1) Don't know the name of it - 'game board' is lines of dots. You take away dots on your turn. You win if you opponent picks up the last dot.
It's called
Nim, and it has been solved for over a hundred years.
That would be the one.
I know it's been solved (as all simple games of open knowledge have been), but it gives a bit more 'wiggle room' to work with some AI.
You can slice it, dice it , analyze it six ways from Sunday but there are only nine squares on a Tic-Tac-Toe board. Rotate the matrix and you have exactly three potential opening moves. You have a few more possibilities for moves 2 and 3 (though many will be 'blunders' leading to an instant win by the opponent), but the number is still small. I was substitute teaching a class for a week and we did a brute force solve of tic-tac-toe on the blackboard one day when I was bored (it was a photography class, and I couldn't give them the free rein with equipment they'd normally have - so there was a lot of 'down time'). It's possible we missed a few cases, and we stopped as soon as it was apparent a move was a blunder (no need to keep checking down that path), but I think we got them all.

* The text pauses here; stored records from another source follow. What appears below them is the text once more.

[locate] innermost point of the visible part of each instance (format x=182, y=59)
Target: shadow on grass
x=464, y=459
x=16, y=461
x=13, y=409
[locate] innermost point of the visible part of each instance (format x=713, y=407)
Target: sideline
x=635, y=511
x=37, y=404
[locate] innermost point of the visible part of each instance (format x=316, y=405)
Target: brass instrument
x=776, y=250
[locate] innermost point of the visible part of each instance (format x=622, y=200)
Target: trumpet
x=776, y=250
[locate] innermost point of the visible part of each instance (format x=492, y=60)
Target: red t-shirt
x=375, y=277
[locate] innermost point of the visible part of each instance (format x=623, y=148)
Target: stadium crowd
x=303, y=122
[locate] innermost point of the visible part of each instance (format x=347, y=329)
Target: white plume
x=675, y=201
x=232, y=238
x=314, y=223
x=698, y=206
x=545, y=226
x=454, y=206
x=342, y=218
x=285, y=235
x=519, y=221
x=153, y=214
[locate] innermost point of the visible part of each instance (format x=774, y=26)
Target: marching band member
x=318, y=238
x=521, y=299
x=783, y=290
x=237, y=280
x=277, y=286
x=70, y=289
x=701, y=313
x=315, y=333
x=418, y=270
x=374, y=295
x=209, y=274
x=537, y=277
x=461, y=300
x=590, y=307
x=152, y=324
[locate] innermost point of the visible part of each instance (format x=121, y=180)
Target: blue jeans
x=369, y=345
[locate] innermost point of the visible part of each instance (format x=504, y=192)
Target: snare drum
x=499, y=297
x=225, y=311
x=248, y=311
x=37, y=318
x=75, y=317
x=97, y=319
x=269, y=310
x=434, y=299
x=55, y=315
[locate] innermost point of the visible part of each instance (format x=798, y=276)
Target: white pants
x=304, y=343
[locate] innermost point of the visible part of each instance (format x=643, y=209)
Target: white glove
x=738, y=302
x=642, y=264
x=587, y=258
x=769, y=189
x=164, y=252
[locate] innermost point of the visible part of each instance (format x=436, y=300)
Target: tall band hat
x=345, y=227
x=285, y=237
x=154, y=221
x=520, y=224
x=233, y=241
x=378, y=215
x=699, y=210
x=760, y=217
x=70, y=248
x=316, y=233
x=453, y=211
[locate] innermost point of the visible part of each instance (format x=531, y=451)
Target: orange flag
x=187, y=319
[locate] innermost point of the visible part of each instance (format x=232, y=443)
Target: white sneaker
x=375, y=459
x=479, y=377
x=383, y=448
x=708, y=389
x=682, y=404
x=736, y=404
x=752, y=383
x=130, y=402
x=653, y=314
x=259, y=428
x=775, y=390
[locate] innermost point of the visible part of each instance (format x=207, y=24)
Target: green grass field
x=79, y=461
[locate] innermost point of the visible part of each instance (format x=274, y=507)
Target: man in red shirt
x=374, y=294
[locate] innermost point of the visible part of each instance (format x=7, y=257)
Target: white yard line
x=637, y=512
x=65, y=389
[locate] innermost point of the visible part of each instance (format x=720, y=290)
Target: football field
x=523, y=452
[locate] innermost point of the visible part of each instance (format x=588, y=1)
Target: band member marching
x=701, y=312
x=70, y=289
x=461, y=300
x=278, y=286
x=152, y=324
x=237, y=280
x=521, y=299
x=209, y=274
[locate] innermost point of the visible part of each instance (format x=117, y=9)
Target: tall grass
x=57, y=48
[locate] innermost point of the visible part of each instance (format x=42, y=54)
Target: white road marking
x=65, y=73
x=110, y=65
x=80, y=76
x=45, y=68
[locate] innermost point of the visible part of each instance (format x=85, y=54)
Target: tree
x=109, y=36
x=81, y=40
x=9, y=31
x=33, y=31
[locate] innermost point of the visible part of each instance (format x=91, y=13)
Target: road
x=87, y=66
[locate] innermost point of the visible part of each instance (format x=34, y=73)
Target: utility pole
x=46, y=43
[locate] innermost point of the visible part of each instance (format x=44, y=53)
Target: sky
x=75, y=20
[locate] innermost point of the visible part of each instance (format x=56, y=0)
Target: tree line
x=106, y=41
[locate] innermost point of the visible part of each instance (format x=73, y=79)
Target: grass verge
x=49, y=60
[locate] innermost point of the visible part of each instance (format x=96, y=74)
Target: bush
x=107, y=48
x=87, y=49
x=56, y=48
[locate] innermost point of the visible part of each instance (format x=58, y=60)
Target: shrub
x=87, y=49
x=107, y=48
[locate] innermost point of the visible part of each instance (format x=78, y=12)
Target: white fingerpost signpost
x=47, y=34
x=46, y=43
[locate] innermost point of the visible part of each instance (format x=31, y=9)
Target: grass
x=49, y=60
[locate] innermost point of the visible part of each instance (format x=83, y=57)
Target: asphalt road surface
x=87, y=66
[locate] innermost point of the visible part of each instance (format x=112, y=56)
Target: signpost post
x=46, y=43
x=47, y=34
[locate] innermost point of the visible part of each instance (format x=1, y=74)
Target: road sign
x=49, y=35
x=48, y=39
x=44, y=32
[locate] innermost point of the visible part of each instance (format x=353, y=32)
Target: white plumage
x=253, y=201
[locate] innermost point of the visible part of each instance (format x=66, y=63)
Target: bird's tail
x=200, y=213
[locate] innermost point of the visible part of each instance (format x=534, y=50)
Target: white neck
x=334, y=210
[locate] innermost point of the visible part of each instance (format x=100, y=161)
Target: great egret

Something like Nim isn't quite so obviously finite (I know, in reality it is) so I think it would be more fertile ground for developing your own AI algorithm. Especially since not everyone knows the solution - and if you want practice developing an AI, do it for something you don't know the solution for. See how well your AI works, where it falls short, why it loses.
It's the 'pong' thing. Pong games have been written for ever OS there is (probably even for some 'smart toasters'). If you want to start to program games, it's still a good place to start. That's how we learn. When there's a known solution we can check our work against, that's even better (usually), or maybe you make your pong game, then look at others and find three different approaches to solving the same problem - again, a good learning experience.
Tic-Tac-Toe doesn't have that kind of 'room' though: a move is either right or wrong, and clearly so. I'm hesitant to even call it AI: If you can win, play the winning move. If you need to block, block. If there's only one or two squares left, play it (or pick one) - game's a tie at that point. After that you load the matrix, compare it to the matrices in the computers list, iterating over the four rotations, and when you find a match, make the move. Done. The computer will never lose a game.